PLD can be detected using lipophilic dyes, such as Oil Red O, Sudan black, Nile red, osmium tetroxide, LipidTox®, paraphenylenediamine, etc. that accumulate in lipid-rich organelles (Brown et al., 1992; Hopkins et al., 2010). Vital dyes for lysosome function, namely acridine orange, Lyso-ID®, and Lysotracker® are also suitable to identify PLD-inducing drugs like chloroquine (Fröhlich et al., 2012; Meindl et al., 2015a). Furthermore, immunoreactivity against lysosome-associated membrane protein 2 (LAMP2) has been identified as an earlier marker for PLD (Mahavadi et al., 2015).

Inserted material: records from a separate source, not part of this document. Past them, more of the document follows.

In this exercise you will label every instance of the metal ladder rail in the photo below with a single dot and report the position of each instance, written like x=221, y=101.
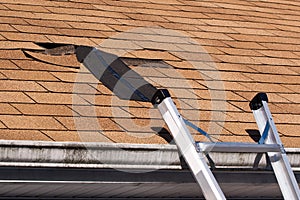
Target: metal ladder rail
x=279, y=160
x=111, y=71
x=187, y=146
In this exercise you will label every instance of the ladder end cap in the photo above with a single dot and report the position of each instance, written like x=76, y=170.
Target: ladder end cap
x=256, y=102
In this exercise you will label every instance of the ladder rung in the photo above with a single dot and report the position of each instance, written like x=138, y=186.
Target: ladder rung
x=237, y=147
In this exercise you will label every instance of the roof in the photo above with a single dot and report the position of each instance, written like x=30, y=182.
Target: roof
x=68, y=170
x=213, y=56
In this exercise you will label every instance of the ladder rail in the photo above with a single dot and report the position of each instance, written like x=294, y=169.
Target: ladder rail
x=237, y=147
x=279, y=160
x=187, y=147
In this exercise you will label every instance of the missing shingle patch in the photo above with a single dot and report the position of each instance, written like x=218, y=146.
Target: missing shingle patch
x=145, y=62
x=56, y=54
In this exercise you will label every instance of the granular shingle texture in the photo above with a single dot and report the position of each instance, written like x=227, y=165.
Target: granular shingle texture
x=212, y=55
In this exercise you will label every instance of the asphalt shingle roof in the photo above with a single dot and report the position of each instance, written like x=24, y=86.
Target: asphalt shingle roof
x=253, y=46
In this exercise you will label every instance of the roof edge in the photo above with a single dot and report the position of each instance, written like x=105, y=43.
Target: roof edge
x=117, y=155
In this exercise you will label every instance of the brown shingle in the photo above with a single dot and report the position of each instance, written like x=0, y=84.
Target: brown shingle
x=14, y=97
x=10, y=20
x=28, y=75
x=31, y=122
x=91, y=26
x=88, y=124
x=6, y=134
x=18, y=45
x=70, y=40
x=12, y=85
x=48, y=23
x=6, y=108
x=28, y=8
x=7, y=27
x=45, y=110
x=80, y=136
x=254, y=45
x=51, y=98
x=35, y=29
x=25, y=37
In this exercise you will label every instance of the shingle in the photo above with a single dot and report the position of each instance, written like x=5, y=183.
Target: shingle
x=18, y=45
x=35, y=29
x=28, y=75
x=254, y=45
x=68, y=87
x=40, y=66
x=7, y=27
x=31, y=122
x=6, y=108
x=14, y=20
x=70, y=40
x=88, y=124
x=13, y=134
x=12, y=54
x=138, y=138
x=12, y=85
x=63, y=61
x=91, y=26
x=77, y=136
x=48, y=23
x=43, y=110
x=29, y=8
x=139, y=125
x=14, y=97
x=7, y=64
x=101, y=111
x=51, y=98
x=146, y=54
x=25, y=37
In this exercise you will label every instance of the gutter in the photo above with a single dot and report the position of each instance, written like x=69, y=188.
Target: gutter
x=117, y=156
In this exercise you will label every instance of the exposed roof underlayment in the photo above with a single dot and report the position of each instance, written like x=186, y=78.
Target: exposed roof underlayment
x=213, y=56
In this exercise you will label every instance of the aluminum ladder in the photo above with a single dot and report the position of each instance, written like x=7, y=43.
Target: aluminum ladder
x=127, y=84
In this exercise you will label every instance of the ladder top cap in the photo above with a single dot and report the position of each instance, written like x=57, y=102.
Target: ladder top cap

Various methods are suitable to quantify phagocytosis in vitro. Commonly used targets for phagocytosis are fluorescently labeled bacteria (mainly Escherichia coli, Staphylococcus aureus), IgG-coated and uncoated latex particles, and zymosan (Gu et al., 2014; Kapellos et al., 2016). Quantification is performed by spectrofluorometry, confocal microscopy, flow cytometry, imaging flow cytometry, and automated image analysis. Automated image analysis combines sensitivity with flexibility in magnification, real time kinetics, low cell numbers, and parallel assessment of viability (Kapellos et al., 2016). This techniques, also termed ‘high-content screening’, is the main technology for high-throughput cytotoxicity screening of drug candidates and can also identify changes in cell function or adaptive responses by the evaluation of organelle damage, changes in intracellular signaling, oxidative stress, etc. (Nichols, 2007). One problem in the screening for morphological changes in Mφs is that the clinical relevance of PLD is not entirely clear because >50 drugs, that caused PLD in different tissues, did rarely induce toxicity in patients when taken in prescribed doses (Forbes et al., 2014). This may suggest that pulmonary toxicity only occurs in combination with another stressor. One of the typical inducers of ‘foamy macrophages’ in vitro, amiodarone causes pulmonary toxicity in 10–20% of patients (Schwaiblmair et al., 2010). Histologic findings in these patients show morphological changes of PLD in AMs and AT2 cells (Nacca et al., 2012). These findings appear to indicate that screening for effects of inhaled formulations in Mφs has some predictive value for adverse effects in human lungs. Since there is no official FDA policy, drugs that exhibit PLD have been dealt with on a case-by-case basis by industry and FDA.

Conclusion

Accumulation of APIs at the respiratory barrier, cytotoxicity, and overload of Μφs accompanied by decreased function might be a problem for oral inhalation of drugs. The risk for accumulation is expected to be higher for systemic therapy with higher doses than for the low-dose local medication. In addition to a good physicochemical characterization (mass median diameter, geometric standard deviation, hygroscopicity, zeta potential, etc.) formulations should undergo also in vitro biological testing. Given the differences between rodents and human lungs combination of in vitro and in vivo experiments may improve the value of the preclinical studies. Important in vitro screening parameters are particle dissolution, cellular accumulation, cytotoxicity, generation of oxidative stress, and cytokine release in respiratory cells and Mφs, as well as phagocytosis and induction of phospholipidosis in Mφs. Approximate in vivo concentrations can be estimated by using the amount of lung lining fluid as distribution volume. APIs and formulations that cause cytotoxicity in the expected dose range should not further be developed. Non-cytotoxic formulations that also do not induce cytokine release and rapidly dissolve in SLF may not need more detailed investigations. For poorly soluble APIs characterization of effects on Mφs may be indicated. These studies should include cellular accumulation, morphological changes, and phagocytosis. In the evaluation of formulations it should be taken into account that not only the API but also excipients can cause the observed adverse effects.